Nappo (Istituto Freud)

(ANSA) – MILANO, 11 FEB – Dopo la Didattica a distanza, la ripresa si è rivelata problematica: gli studenti sono rimasti a casa, lontano dalla scuola per tanto tempo, a volte mesi, e qualcosa in loro si è modificato. Sono apparsi solitudine, disorientamento, ansia.

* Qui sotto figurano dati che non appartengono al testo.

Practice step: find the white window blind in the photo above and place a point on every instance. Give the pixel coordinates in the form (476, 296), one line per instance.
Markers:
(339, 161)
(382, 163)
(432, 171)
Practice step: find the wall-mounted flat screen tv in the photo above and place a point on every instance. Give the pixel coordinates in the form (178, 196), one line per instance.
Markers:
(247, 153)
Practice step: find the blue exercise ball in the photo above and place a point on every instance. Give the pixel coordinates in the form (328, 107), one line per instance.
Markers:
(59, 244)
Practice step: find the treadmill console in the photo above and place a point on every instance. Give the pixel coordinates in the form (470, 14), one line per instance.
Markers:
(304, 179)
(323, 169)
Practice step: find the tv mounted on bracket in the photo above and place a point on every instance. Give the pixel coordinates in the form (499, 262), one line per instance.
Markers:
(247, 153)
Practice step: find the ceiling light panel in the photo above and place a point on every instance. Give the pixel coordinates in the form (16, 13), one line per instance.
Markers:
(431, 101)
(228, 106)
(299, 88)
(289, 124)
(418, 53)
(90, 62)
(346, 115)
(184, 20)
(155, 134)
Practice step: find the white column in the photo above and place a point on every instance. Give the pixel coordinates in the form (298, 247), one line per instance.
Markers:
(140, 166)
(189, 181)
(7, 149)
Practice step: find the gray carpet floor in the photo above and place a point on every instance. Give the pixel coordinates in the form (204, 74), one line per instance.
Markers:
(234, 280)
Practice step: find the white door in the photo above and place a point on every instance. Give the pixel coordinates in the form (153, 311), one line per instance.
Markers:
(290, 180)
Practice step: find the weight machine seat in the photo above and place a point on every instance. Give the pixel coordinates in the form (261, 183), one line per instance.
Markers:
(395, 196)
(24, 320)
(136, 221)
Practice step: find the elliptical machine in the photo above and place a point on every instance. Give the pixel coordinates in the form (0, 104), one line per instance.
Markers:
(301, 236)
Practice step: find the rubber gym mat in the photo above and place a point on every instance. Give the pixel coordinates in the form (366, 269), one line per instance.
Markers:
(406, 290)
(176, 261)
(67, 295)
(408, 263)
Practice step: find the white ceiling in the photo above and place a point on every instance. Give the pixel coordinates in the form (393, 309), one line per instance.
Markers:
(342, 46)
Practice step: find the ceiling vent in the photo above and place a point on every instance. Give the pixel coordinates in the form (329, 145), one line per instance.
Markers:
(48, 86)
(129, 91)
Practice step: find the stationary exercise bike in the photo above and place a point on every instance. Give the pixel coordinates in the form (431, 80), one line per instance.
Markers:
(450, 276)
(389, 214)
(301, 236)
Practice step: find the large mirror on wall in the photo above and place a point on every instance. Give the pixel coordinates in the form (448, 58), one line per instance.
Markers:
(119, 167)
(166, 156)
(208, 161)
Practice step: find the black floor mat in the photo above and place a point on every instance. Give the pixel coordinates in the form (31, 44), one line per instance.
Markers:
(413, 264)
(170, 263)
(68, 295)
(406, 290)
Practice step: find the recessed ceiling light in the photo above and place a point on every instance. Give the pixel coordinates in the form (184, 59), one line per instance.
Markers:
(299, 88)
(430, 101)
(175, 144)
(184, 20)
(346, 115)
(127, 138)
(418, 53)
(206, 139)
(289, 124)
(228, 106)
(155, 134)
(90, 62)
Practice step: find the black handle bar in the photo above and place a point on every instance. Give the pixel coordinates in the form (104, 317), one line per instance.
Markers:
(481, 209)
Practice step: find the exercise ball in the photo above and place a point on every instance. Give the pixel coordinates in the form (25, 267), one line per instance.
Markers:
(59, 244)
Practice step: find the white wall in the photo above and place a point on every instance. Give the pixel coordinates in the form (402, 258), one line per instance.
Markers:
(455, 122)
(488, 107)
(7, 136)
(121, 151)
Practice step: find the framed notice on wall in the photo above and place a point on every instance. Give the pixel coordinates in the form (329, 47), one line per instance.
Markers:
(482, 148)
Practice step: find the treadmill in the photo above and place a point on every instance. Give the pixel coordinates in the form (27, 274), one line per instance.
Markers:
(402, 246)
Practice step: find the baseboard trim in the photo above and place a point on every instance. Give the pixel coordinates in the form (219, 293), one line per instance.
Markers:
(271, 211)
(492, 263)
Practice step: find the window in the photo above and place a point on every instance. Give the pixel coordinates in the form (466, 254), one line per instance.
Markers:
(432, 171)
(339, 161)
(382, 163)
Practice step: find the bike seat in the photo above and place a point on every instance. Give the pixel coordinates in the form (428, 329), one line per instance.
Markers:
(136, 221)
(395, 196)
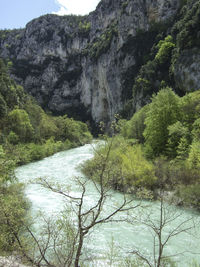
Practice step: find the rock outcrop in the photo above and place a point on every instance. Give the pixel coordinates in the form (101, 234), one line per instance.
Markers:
(85, 65)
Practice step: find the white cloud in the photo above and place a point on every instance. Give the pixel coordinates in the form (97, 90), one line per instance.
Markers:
(78, 7)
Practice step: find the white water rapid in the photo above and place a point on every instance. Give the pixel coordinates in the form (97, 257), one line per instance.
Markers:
(62, 168)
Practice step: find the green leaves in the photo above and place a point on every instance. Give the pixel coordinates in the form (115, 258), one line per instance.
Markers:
(163, 111)
(165, 48)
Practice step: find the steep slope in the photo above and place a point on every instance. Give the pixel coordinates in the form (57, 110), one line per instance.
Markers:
(86, 65)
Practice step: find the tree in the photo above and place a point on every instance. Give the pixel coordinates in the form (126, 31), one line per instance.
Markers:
(162, 232)
(164, 110)
(75, 233)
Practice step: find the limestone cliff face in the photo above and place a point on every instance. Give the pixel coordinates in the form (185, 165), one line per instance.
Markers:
(84, 65)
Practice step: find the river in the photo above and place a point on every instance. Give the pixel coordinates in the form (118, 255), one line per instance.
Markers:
(62, 168)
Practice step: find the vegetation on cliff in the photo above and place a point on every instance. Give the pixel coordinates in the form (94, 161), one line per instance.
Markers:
(157, 148)
(27, 133)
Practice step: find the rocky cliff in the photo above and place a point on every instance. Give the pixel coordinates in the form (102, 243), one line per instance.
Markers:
(85, 65)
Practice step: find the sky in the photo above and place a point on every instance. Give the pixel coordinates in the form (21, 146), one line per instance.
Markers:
(17, 13)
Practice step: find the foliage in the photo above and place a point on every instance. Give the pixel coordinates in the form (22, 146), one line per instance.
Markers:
(163, 111)
(126, 165)
(13, 206)
(84, 27)
(165, 48)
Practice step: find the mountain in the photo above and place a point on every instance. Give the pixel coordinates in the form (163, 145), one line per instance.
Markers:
(86, 66)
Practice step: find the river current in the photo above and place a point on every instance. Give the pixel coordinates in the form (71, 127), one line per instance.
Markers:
(62, 168)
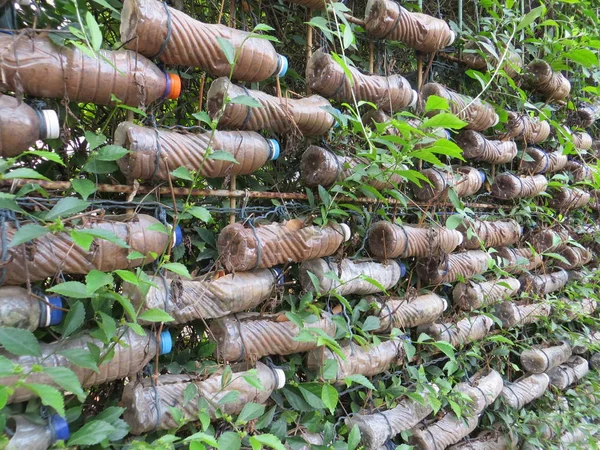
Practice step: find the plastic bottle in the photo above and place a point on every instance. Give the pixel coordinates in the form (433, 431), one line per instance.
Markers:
(489, 233)
(206, 297)
(326, 77)
(27, 434)
(569, 373)
(475, 295)
(38, 67)
(20, 309)
(130, 356)
(263, 246)
(525, 390)
(306, 116)
(472, 328)
(376, 429)
(408, 312)
(21, 126)
(478, 114)
(56, 253)
(322, 167)
(389, 240)
(449, 268)
(508, 186)
(476, 147)
(523, 127)
(369, 360)
(541, 358)
(516, 315)
(251, 336)
(148, 406)
(543, 162)
(464, 180)
(553, 86)
(153, 154)
(386, 19)
(351, 275)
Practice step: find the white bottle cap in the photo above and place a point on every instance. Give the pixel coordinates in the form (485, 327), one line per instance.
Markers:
(52, 124)
(347, 232)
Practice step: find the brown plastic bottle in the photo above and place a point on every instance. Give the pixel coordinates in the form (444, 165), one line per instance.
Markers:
(263, 246)
(158, 31)
(478, 114)
(386, 19)
(476, 147)
(38, 67)
(21, 126)
(326, 77)
(508, 186)
(155, 153)
(305, 116)
(51, 254)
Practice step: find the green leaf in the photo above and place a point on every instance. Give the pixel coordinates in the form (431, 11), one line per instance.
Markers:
(27, 233)
(19, 342)
(91, 433)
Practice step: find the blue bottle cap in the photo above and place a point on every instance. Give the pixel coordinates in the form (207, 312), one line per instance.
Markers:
(282, 64)
(166, 343)
(60, 428)
(275, 149)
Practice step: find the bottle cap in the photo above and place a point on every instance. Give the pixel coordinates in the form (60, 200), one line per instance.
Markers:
(60, 428)
(282, 65)
(166, 343)
(275, 149)
(346, 231)
(52, 124)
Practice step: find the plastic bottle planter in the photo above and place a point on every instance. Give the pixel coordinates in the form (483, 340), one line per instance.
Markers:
(478, 114)
(158, 31)
(326, 77)
(464, 180)
(386, 19)
(569, 373)
(55, 253)
(242, 249)
(153, 154)
(25, 434)
(128, 360)
(508, 186)
(541, 358)
(523, 127)
(516, 315)
(306, 116)
(376, 429)
(476, 147)
(351, 275)
(469, 329)
(368, 361)
(322, 167)
(540, 77)
(40, 68)
(148, 406)
(543, 284)
(489, 233)
(21, 126)
(206, 297)
(518, 260)
(476, 295)
(408, 312)
(449, 268)
(525, 390)
(251, 336)
(543, 162)
(388, 240)
(20, 309)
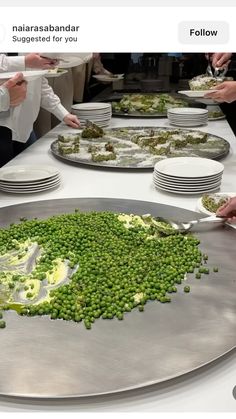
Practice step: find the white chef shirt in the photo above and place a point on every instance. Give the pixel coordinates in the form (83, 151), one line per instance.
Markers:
(20, 118)
(4, 99)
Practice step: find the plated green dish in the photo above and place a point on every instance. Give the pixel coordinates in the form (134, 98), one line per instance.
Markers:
(146, 105)
(137, 147)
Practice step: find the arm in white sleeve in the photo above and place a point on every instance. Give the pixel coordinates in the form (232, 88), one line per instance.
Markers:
(12, 63)
(4, 99)
(51, 102)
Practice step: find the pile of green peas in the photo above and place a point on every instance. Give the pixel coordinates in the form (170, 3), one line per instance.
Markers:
(119, 268)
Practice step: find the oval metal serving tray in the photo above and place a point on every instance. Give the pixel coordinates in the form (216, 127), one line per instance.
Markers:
(43, 358)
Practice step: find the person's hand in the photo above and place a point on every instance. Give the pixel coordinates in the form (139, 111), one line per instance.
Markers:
(228, 210)
(37, 61)
(220, 59)
(17, 89)
(72, 120)
(224, 92)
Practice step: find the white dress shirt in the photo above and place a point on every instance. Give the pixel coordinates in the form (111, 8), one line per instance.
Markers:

Partendo da questi riscontri l’Istituto superiore Freud di Milano, ha messo in atto il progetto ‘Emozioni’ perché i giovani interagiscano fra loro tornando ‘protagonisti’. "Dobbiamo insegnare loro a essere coraggiosi e a usare la conversazione come strumento di sorpasso per superare la situazione – spiega Daniele Nappo, il direttore didattico – quindi sostegno ed empatia sono le parole chiave, accogliere e comprendere i segnali di frustrazione che comunicano in questo momento; è molto importante che capiscano che si può parlare con i propri docenti e che possano ottenere sollievo tramite la ‘validazione’ delle loro emozioni". In base a un focus per capire come agire la scuola, oltre 750 iscritti, ha osservato che "oggettivamente qualcosa nei ragazzi si è modificato". L’isolamento forzato e la mancanza di relazioni sociali ha determinato – aspetto notato alla ripresa delle lezioni – una importante caduta dell’umore. Fra i segnali di criticità causati dal cambiamento della quotidianità problemi del sonno e ripetuti risvegli notturni che provocano difficoltà di attenzione, stress e nervosismo, Gli studenti si sentono "trasportati in circoli improduttivi non adatti al loro benessere". "Il progetto, definito insieme alla psicologa della scuola, e agli insegnanti – conclude Nappo – punta quindi alla consapevolezza: interessarsi e stare vicino agli studenti è una preziosa opportunità per entrare in contatto con le emozioni altrui e imparare attraverso il rispecchiamento e la condivisione, ad osservare e comprendere senza giudicare perché non esistono emozioni sbagliate: dunque se un ragazzo è triste, non importa il motivo, condivisibile o meno, bisogna concentrarsi sulla sua tristezza". (ANSA).